In this study, we aimed to construct a suitable initiating system for the controlled radical polymerization of styrene using Fe₃O₄ in a heterogeneous system. The reaction conditions were first optimized by investigating the effects of additives and solvents on the polymerization behavior. Subsequently, Fe₃O₄ samples prepared via various processes were employed for the radical polymerization of styrene. Fe₃O₄ prepared through a hydrothermal synthesis exhibited much higher activity compared with commercial Fe₃O₄.

Experimental section

Materials

Styrene (Kishida, 99.5% or Nacalai Tesque, 99%), methyl methacrylate (MMA, TCI, >99.8%), ethyl α-bromophenylacetate (EBPA; Aldrich, 97%), nBu₃N (Wako, >98%), and N,N,N′,N′-tetramethylenediamine (TMEDA; ACROS, 99%) were distilled over calcium hydride under reduced pressure. N,N-Dimethylformamide (DMF; Kanto, 99.5% or Wako, 99.5%, super dehydrated) was distilled over calcium hydride under reduced pressure or used as received. A commercial Fe₃O₄ (Aldrich, 99.99%), Ph₃P (Aldrich, 99%), nBu₃P (Kanto, >98%), tricyclohexylphosphine (Cy₃P; Aldrich), 1,2-bis(diphenylphosphino)ethane (dppe; Kanto, >98%), 1,3-bis(diphenylphosphino)propane (dppp; TCI, >98.0%), 1,4-bis(diphenylphosphino)butane (dppb; Aldrich, 98%), nBu₄NBr (TCI, >99.0%), and triphenylamine (Ph₃N; TCI, >98.0%) were used as received. Toluene (Kanto, >99.5%, H₂O < 10 ppm or Wako, 99.5%) was purified by passage through solvent purification columns (Glass Contour).

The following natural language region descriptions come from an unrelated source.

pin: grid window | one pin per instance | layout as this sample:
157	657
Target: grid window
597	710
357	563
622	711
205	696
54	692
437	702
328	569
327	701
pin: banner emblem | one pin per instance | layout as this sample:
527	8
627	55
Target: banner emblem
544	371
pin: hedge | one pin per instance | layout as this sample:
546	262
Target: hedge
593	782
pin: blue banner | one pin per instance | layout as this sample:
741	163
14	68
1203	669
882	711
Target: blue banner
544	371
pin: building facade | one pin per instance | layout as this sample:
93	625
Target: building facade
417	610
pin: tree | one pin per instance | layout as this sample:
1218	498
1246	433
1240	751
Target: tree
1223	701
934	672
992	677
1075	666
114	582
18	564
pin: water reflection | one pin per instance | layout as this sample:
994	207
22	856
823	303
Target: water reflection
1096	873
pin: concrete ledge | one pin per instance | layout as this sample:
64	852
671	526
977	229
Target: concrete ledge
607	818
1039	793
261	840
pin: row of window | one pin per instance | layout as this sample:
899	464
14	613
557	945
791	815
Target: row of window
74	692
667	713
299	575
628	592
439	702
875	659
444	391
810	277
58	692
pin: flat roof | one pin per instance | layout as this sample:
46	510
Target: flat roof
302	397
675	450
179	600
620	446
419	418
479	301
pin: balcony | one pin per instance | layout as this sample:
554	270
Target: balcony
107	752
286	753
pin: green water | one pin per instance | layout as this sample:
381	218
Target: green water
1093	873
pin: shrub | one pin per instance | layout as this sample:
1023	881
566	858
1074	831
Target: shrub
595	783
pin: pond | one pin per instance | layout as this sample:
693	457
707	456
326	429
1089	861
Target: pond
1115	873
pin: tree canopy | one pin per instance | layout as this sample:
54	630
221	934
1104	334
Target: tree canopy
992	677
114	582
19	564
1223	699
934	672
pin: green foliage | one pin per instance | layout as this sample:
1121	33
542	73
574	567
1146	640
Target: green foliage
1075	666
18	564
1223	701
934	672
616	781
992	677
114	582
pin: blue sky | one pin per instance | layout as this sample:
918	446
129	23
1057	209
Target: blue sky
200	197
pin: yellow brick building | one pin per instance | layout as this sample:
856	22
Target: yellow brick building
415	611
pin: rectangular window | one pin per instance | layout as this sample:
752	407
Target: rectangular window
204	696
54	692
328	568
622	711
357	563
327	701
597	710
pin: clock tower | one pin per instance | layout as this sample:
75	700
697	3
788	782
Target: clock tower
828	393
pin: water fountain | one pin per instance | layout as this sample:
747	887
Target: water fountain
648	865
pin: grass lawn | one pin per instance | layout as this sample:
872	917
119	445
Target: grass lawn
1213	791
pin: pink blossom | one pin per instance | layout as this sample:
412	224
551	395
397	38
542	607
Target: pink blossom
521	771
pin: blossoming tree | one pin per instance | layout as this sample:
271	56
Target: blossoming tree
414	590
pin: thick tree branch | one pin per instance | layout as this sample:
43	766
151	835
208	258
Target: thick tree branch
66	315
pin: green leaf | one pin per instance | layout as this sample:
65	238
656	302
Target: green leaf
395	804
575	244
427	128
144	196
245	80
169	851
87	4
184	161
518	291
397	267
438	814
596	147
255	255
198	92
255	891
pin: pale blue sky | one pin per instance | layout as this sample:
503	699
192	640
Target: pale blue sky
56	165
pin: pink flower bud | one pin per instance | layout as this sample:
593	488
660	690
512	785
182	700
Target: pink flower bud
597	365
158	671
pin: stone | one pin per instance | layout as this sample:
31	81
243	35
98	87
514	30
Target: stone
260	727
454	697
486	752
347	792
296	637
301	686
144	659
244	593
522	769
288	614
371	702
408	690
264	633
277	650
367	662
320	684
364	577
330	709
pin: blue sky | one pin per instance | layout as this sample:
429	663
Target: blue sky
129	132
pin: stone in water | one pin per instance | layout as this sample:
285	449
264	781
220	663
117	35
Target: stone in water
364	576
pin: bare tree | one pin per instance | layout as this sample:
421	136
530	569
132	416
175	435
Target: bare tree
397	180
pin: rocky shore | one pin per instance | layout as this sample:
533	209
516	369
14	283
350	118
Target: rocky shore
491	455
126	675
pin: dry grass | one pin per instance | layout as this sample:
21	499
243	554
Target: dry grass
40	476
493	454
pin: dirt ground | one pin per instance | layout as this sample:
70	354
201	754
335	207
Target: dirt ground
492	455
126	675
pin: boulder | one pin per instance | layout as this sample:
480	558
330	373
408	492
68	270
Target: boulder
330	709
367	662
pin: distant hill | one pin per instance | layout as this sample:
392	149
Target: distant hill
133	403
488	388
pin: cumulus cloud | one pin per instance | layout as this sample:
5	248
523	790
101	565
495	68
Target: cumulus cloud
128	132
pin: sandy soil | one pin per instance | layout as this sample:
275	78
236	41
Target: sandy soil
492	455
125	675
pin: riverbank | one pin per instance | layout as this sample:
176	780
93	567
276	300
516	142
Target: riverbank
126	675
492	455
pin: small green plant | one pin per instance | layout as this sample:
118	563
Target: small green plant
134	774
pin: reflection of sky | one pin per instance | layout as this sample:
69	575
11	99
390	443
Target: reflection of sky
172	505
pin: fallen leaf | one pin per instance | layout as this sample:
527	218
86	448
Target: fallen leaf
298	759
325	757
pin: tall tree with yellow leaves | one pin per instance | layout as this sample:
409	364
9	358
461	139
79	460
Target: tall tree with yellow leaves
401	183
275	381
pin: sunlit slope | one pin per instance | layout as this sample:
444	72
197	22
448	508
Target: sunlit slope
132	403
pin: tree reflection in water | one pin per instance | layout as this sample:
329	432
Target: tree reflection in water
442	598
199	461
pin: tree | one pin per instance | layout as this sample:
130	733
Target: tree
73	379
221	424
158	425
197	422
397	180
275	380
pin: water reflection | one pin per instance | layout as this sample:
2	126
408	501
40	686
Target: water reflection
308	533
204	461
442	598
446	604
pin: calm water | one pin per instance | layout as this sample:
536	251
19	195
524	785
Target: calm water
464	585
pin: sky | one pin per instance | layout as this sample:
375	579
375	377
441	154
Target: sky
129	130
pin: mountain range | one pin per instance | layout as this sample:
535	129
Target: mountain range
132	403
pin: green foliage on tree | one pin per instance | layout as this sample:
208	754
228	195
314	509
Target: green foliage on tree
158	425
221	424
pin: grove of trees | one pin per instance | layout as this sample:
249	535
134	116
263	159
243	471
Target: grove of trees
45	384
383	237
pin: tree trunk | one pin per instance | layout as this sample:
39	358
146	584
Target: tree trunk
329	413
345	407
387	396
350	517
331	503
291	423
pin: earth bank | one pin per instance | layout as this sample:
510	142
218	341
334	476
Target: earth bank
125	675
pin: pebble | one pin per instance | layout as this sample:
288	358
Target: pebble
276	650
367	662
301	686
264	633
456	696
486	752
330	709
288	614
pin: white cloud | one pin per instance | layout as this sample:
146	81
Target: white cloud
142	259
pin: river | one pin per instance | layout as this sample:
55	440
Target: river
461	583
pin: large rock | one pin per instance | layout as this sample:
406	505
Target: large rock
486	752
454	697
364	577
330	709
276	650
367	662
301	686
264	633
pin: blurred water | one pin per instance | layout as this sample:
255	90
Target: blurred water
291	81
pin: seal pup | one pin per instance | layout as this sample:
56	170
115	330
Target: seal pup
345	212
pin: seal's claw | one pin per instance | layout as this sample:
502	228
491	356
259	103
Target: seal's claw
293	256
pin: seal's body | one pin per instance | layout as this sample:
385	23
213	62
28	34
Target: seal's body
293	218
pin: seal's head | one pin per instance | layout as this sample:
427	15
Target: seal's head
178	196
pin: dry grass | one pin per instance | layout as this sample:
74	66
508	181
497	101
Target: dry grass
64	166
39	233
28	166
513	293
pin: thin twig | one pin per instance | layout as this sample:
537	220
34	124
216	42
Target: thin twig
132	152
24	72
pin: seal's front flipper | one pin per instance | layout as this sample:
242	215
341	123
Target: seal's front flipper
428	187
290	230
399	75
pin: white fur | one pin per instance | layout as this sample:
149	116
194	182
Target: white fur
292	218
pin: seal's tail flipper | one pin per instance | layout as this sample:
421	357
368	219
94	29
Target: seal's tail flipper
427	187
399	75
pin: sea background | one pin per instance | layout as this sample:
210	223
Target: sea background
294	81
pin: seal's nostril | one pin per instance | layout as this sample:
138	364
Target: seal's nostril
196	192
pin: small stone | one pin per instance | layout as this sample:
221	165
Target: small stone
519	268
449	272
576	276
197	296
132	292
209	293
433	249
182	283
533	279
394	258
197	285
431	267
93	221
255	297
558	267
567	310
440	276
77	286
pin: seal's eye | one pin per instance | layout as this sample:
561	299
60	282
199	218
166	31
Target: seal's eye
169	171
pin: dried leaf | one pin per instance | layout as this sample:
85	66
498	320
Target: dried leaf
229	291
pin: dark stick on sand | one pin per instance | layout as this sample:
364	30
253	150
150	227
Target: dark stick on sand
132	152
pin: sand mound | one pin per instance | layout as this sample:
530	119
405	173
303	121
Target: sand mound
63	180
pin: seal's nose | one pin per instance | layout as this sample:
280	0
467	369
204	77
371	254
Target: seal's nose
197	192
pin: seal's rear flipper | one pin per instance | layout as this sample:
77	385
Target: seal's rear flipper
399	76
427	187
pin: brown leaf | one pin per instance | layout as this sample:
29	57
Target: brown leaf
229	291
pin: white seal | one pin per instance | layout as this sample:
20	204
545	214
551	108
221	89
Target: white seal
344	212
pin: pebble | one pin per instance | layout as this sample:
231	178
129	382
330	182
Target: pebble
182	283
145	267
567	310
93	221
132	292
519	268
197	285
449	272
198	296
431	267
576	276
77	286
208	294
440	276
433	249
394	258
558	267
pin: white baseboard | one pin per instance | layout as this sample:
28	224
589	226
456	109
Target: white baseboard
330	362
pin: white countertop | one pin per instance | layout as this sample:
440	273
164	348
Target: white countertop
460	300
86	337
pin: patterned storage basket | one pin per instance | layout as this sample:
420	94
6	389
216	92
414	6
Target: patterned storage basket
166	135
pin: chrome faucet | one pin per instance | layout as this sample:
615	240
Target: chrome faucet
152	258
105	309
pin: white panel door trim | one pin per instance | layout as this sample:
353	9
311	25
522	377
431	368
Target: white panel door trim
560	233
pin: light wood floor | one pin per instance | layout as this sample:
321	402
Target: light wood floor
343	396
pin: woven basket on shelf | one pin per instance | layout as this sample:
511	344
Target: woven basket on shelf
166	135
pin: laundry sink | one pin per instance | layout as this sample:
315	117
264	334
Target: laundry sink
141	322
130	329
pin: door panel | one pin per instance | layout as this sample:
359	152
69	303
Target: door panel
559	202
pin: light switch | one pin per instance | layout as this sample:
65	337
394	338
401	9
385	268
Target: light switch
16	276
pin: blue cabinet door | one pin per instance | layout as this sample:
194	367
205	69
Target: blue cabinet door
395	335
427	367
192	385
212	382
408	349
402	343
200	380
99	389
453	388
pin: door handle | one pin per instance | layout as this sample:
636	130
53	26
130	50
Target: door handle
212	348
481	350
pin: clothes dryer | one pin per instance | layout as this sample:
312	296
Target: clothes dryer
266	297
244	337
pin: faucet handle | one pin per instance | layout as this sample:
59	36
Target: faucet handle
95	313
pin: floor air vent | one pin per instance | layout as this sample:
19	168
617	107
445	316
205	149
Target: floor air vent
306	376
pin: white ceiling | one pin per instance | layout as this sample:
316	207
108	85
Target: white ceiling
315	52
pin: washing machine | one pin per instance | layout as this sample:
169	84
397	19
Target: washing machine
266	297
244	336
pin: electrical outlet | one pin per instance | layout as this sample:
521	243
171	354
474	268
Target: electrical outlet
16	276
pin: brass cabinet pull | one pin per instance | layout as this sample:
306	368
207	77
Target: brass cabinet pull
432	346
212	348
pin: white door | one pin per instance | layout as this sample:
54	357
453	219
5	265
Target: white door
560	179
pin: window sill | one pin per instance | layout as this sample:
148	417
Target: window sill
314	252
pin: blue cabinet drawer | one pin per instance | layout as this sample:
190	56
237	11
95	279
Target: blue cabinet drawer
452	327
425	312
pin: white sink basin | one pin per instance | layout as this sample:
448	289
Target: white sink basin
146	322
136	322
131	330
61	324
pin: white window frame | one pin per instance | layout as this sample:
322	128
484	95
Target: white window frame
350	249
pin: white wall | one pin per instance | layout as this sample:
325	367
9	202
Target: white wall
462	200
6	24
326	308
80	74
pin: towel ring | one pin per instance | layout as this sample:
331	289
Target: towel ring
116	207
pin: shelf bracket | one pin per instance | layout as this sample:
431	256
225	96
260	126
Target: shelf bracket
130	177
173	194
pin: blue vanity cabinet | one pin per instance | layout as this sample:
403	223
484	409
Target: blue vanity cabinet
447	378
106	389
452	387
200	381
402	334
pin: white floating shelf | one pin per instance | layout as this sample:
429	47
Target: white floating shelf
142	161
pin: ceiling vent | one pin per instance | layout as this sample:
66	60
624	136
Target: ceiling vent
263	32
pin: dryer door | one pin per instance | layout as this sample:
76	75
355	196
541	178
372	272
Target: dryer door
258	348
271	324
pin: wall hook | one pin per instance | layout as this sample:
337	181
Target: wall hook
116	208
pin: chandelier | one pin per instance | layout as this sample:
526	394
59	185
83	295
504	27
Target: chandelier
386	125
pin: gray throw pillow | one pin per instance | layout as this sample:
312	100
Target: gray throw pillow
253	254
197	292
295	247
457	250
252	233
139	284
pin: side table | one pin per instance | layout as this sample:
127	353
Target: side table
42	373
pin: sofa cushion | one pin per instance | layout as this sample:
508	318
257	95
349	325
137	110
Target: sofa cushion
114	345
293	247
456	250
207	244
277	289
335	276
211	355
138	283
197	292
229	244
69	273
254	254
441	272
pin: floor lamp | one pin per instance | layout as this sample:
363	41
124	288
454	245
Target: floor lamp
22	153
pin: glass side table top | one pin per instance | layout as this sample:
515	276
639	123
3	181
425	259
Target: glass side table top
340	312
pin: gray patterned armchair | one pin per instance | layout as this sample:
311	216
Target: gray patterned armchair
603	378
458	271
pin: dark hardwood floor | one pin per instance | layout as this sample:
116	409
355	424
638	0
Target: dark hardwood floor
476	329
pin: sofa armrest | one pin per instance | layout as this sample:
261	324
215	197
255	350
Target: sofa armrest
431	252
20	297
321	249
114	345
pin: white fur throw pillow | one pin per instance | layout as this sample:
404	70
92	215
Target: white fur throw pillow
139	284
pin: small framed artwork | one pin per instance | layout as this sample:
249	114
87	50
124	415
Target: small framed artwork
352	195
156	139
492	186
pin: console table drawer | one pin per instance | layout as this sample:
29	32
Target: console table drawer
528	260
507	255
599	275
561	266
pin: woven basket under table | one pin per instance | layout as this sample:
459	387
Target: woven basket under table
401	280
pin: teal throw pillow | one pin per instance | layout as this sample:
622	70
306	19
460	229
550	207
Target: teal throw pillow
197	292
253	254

Preparation of iron oxides

Hydrothermal synthesis³⁰. First, 5 mmol of FeCl₂·4H₂O (Kanto, >99.0%) and 5 mmol of picolinic acid (Kanto, >98.0%) were dissolved in 20 mL of distilled water with stirring. After the formation of a transparent solution, 10 mL of 4 M NaOH (Wako, >97.0%) aq. was added to the solution, and a suspension was formed. The prepared suspension was stirred vigorously and then sealed in a Teflon-lined stainless steel autoclave. The autoclave was heated at 200 °C for 6 h and was subsequently cooled to room temperature. Black precipitates were collected from the mixture by magnetic separation and were sequentially rinsed three times. The final product was obtained after air drying at room temperature.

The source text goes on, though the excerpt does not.